The business’s statement of financial position shows its liabilities, capital and assets at a point of time. It is a financial snapshot of the position of the business at the end of the reporting period to which the financial statements relate.
How is the statement of financial position presented? (2)
The statement of financial position is divided into two halves, and is presented in either of the following ways:
1. Capital and liabilities in one half and assets in the other (the IAS 1 format that we adopt in this Workbook)
2. Capital in one half and net assets in the other (the UK GAAP format for the balance sheet)
Define net assets.
Assets less liabilities.
What is the distinction between current and non-current assets.
Non-current assets are assets acquired for continuing use within the business, with a view to earning income or making profits from their use, either directly or indirectly, over more than one reporting period.
Current assets are expected to be converted into cash within one year.
What usually comprises non-current assets in the statement of financial position? (3)
Give a couple of examples.
- Property, plant and equipment (i.e. tangible assets)
- Intangible assets such as patents and licenses
- Long term investments
A non-current assets is not acquired for sale to a customer.
In a manufacturing industry, a production machine is a non-current assets, because it makes goods which are then sold.
In a service industry, equipment used by employees giving serve to customer is a non-current asset (e.g., the equipment used in a garage, or furniture in a hotel).
What two further conditions must an item satisfy to be classed as a non-current asset?
- It must be used by the business. For example, the owners own house would not normally appear on the business statement of financial position.
- The asset must have a ‘life’ in use of more than one reporting period or year.
What is depreciation?
The financial statements of a business reflect that the cost of a non-current assets is gradually consumed as the asset is used over its useful life.

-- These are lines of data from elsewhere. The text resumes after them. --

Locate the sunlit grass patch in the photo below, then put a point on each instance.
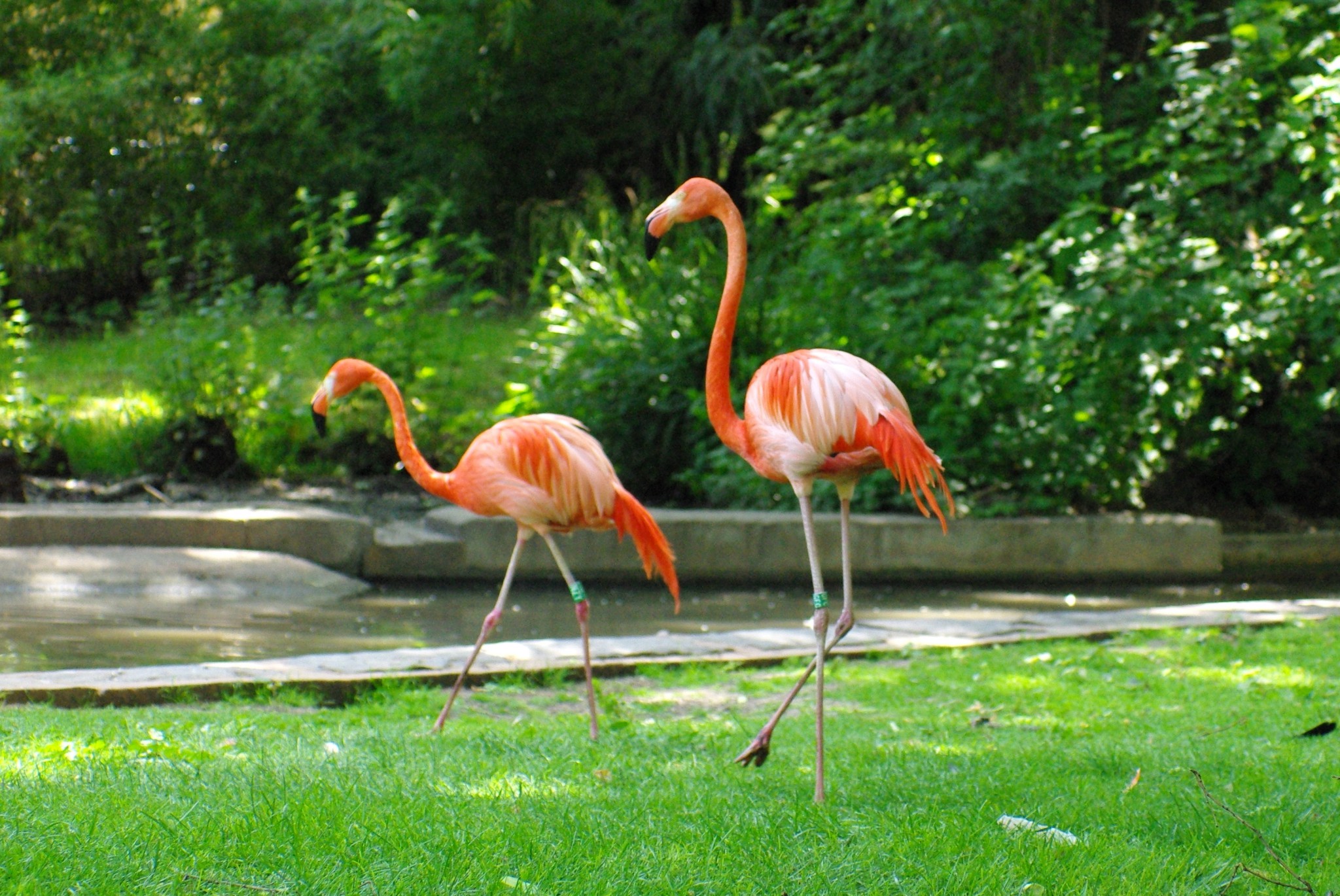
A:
(929, 754)
(107, 397)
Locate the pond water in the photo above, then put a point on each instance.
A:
(145, 632)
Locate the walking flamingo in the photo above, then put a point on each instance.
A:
(544, 470)
(810, 414)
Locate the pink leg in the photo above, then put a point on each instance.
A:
(583, 610)
(758, 750)
(489, 622)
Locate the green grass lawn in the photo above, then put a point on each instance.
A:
(926, 751)
(107, 394)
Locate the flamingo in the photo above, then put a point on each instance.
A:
(810, 414)
(544, 470)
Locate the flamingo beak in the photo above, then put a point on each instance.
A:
(321, 404)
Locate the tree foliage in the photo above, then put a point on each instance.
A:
(1098, 255)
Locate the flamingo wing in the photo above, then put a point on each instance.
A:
(544, 470)
(827, 413)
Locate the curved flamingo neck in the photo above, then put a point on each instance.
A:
(432, 481)
(721, 411)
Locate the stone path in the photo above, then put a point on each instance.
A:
(340, 673)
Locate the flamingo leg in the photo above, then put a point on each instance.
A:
(489, 622)
(758, 751)
(583, 610)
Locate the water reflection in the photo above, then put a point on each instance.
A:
(141, 631)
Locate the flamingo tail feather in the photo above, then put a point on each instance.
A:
(631, 519)
(910, 460)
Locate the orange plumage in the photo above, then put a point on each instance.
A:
(544, 470)
(811, 414)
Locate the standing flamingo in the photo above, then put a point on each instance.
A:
(544, 470)
(810, 414)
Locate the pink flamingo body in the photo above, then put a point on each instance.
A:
(810, 414)
(544, 470)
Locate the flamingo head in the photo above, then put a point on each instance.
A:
(344, 378)
(696, 199)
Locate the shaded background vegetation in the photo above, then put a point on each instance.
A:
(1093, 241)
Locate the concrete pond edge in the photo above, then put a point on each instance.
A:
(341, 677)
(711, 545)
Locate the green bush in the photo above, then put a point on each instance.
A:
(1097, 256)
(624, 345)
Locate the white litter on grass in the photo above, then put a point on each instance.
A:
(1055, 835)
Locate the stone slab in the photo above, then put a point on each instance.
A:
(410, 551)
(330, 539)
(764, 547)
(342, 673)
(1304, 555)
(204, 585)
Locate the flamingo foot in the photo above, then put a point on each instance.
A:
(758, 750)
(489, 625)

This is done by gradually ‘writing off’ the asset’s cost in the statement of profit or loss over several reporting periods. This process is known as depreciation.
What two forms do current assets take?
- Items owned by the business with the intention of turning them into cash in a short time, usually within one year
- Cash, including money in the bank, owned by the business
These assets are ‘current’ in the sense that they are continually flowing through the business; they are always realisable in the near future.
Define a current asset.
An asset is current when it is expected to be realised in, or intended for sale or consumption in, the entity’s normal operating cycle, or is held for being traded, or it is expected to be realised within 12 months of the date of the statement of financial position, it it is cash or cash equivalent.
Give three types of current asset.
- Inventory
- Trade and other receivables
- Cash
What are short-term investments and prepayments?
Short-term investments are stocks and shares of other businesses, owned with the intention of selling them in the near future.
Prepayments are amounts of money paid by the business in one reporting period for benefits which have not yet been enjoyed, but will be enjoyed within the next accounting period. For example paying for annual insurance premium in advance.
What is the distinction between trade receivables and other receivables?
Trade receivables represent customers who owe money for goods or services bought on credit in the course of the trading activities of the business.
Other receivables are due from anyone else owing money to the business, such as an insurance company, HMRC for VAT, or employees for season ticket loans.